Zdraviza, op. 85

Cantata per coro e orchestra

Musica: Sergej Prokofiev (1891 - 1953)
Testo: tradizionale
Organico: ottavino, 2 flauti, 2 oboi, corno inglese, 2 clarinetti, clarinetto basso, 2 fagotti, controfagotto, 4 corni, 3 trombe, 3 tromboni, basso tuba, timpani, woodblok, tamburo piccolo, tamburo militare, triangolo, piatti, grancassa, tam-tam, xilofono, campane tubolari, arpa, pianoforte, archi
Composizione: 1939
Prima esecuzione: Mosca, Sala Grande del Conservatorio "Ciajkovskij", 21 dicembre 1939
Edizione: Muzgiz, Mosca, 1941
Dedica: scritta per il 60° compleanno di Stalin
Guida all'ascolto (nota 1)

Nella larga produzione teatrale e sinfonico-corale di Prokofiev non mancano composizioni celebrative e agiografiche inneggianti ad avvenimenti e personaggi importanti della recente storia sovietica, con l'utilizzazione di canti periodati e cadenzati secondo il gusto popolaresco tanto preferito ed esaltato da Mussorgski. A parte il carattere patriottico che avvolge la vicenda e sotto alcuni aspetti lo stesso discorso musicale delle due opere in 5 atti, «Semion Kotko» e «Guerra e Pace», ci sembra sufficiente ricordare a questo proposito la «Cantata per il XX Anniversario della Rivoluzione di ottobre» per due cori, orchestra di fisarmoniche e percussione (1936-'37) e l'«Ode per la fine della guerra» per 8 arpe, 4 pianoforti, orchestra di fiati, percussione e contrabbassi (1945), dove si esalta la vittoria delle armate sovietiche sull'esercito nazi-fascista con una melodia possente e slanciata che alla fine si scioglie in un canto di pace e di rinnovata solidarietà umana.

Sono componimenti di occasione che non hanno nulla di volgarmente retorico, pur nella fedeltà all'estetica del cosidetto realismo socialista, e confermano il temperamento musicalmente vivace ed estroverso dell'autore, che ebbe non pochi fastidi dalle autorità sovietiche per diversi suoi lavori definiti di «orientamento formalista» e dovette pronunciare publicamente nel 1948 un mea culpa mortificante e poco sincero.

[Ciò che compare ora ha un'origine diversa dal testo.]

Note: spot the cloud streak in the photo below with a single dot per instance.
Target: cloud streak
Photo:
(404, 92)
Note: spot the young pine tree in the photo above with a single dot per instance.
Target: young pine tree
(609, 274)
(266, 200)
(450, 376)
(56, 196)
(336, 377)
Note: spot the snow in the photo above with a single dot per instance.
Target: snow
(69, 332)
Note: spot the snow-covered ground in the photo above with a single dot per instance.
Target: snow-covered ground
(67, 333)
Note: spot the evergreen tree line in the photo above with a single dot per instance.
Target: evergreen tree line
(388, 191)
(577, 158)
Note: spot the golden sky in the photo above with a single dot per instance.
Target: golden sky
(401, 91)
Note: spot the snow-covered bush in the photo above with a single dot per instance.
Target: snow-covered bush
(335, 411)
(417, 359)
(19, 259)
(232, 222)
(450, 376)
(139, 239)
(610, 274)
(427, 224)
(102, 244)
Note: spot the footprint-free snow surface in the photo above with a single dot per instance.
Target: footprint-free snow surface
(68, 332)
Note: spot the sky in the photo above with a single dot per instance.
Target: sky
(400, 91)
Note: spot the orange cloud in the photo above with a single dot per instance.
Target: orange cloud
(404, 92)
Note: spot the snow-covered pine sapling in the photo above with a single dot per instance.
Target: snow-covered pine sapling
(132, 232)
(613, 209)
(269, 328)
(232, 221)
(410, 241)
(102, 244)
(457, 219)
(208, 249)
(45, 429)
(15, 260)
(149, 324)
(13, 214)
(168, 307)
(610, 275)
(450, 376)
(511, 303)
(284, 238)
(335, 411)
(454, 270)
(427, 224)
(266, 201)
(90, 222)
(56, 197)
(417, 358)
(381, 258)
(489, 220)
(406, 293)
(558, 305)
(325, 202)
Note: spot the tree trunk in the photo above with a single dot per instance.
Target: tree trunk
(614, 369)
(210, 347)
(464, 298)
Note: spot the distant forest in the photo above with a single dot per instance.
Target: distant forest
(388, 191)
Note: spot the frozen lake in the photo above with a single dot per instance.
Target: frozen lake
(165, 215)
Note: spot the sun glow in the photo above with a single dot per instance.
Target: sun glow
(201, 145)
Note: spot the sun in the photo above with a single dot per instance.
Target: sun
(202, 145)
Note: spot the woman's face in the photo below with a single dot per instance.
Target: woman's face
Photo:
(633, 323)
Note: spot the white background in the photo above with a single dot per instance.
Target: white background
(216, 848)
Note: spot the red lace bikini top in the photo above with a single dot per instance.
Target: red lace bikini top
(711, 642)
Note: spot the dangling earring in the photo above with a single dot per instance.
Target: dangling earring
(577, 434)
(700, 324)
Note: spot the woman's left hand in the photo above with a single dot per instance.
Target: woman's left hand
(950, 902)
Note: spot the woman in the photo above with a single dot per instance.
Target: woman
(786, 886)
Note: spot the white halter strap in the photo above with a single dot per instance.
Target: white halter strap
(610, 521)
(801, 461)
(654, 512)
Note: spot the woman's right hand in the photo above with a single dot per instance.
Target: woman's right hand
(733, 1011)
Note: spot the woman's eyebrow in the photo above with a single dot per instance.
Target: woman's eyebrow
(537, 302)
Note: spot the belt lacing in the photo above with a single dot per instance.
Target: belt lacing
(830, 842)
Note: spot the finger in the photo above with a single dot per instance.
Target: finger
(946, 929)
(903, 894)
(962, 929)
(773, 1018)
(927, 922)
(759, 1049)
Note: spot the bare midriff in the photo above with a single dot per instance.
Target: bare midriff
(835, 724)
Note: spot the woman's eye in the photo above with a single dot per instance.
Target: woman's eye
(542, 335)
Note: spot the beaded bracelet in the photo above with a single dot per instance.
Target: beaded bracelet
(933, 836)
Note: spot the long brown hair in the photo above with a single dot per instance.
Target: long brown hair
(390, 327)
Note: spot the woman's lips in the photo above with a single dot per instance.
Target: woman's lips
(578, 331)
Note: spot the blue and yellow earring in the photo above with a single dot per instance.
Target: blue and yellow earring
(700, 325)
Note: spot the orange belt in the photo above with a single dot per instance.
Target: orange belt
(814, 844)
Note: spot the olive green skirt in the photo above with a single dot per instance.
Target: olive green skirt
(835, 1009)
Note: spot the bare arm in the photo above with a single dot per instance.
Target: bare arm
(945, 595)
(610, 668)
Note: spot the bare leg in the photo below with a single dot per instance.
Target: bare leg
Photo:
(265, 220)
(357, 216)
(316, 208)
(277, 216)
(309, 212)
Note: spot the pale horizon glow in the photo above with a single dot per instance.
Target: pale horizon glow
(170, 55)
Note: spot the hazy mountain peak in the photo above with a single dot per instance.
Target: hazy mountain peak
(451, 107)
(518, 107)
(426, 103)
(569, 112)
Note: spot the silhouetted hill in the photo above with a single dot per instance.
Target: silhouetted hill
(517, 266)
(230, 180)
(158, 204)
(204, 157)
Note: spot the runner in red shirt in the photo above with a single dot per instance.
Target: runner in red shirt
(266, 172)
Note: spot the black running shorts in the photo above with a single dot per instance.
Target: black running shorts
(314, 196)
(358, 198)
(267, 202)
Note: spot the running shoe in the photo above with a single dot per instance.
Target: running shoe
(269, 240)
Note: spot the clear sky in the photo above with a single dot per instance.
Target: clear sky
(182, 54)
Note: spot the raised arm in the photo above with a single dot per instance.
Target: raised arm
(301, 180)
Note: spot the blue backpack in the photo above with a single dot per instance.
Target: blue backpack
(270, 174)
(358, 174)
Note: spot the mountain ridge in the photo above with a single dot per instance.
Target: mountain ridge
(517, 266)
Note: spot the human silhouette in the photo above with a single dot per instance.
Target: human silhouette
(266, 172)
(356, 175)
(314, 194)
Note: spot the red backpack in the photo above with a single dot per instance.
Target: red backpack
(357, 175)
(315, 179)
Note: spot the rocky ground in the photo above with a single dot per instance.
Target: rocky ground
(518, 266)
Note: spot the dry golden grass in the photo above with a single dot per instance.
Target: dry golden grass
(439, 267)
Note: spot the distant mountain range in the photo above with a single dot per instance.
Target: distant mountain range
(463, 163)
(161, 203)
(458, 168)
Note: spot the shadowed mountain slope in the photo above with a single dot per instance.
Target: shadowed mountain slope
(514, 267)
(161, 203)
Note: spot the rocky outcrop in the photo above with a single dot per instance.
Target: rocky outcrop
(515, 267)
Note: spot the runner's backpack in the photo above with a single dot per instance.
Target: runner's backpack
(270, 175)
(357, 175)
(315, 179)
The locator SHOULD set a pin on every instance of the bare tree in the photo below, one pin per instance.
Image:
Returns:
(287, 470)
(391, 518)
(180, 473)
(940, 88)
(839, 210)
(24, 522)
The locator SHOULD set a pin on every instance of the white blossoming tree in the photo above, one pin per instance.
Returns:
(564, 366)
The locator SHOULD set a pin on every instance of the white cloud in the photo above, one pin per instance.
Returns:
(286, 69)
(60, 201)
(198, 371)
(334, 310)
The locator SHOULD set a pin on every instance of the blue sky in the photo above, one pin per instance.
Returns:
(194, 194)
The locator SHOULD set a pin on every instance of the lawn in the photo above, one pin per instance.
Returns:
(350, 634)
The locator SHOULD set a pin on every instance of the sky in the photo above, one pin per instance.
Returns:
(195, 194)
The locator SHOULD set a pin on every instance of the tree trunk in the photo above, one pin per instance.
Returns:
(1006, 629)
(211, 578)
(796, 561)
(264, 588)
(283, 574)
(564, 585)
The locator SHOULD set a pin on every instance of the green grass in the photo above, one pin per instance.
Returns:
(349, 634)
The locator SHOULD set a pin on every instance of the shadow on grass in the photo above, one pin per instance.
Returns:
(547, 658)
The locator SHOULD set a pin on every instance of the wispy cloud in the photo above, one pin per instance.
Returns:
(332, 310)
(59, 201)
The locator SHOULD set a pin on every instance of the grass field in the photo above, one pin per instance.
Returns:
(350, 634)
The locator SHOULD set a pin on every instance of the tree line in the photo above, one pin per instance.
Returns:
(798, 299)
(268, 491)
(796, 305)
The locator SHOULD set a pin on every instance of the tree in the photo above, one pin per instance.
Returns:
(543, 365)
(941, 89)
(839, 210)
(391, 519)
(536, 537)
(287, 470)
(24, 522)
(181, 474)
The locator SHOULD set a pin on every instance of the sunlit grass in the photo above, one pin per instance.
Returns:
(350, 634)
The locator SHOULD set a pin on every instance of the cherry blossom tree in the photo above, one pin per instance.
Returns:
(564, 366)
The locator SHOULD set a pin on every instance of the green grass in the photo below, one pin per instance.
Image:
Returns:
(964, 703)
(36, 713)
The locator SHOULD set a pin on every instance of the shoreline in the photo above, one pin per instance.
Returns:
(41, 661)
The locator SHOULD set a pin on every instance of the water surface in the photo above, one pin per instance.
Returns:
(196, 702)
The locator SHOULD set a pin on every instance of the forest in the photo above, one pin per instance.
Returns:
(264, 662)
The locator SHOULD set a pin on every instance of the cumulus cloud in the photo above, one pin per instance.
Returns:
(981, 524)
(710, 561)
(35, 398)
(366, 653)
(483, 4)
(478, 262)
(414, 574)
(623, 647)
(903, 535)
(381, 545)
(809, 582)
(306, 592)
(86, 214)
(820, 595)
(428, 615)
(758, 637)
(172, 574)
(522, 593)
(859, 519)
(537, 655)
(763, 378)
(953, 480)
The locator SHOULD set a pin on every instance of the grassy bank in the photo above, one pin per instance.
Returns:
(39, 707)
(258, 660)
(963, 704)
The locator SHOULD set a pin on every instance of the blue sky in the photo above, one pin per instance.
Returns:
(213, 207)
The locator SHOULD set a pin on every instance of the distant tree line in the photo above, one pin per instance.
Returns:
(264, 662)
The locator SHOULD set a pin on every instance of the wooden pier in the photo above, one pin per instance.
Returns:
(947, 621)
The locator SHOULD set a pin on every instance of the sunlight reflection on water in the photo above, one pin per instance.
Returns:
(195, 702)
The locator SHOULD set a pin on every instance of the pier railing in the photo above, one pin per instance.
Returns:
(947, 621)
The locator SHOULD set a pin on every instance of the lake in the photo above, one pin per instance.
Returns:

Anche la cantata «Zdraviza per coro e orchestra», scritta nel 1939 per onorare i 60 anni di Stalin, va inserita in questa produzione patriottica, come del resto risulta chiaramente evidente dal testo che è tutta una esaltazione del partito di Lenin che guida il popolo verso «nuove vittorie». Musicalmente il brano, della durata di un quarto d'ora, si apre con un Andante cantabile dell'orchestra su cui si innesta un'ampia frase corale dall'accento popolaresco; si ripete quindi per due volte un movimento vigorosamente ritmato prima che la cantata si concluda con un tono di glorificazione politica.

Testo

Mai non fu il campo sì verde
e il villaggio pien di gioia.

Mai la nostra vita fu sì allegra,
mai da noi la segala rifiorì così,
splende in altro modo il sol sulla terra.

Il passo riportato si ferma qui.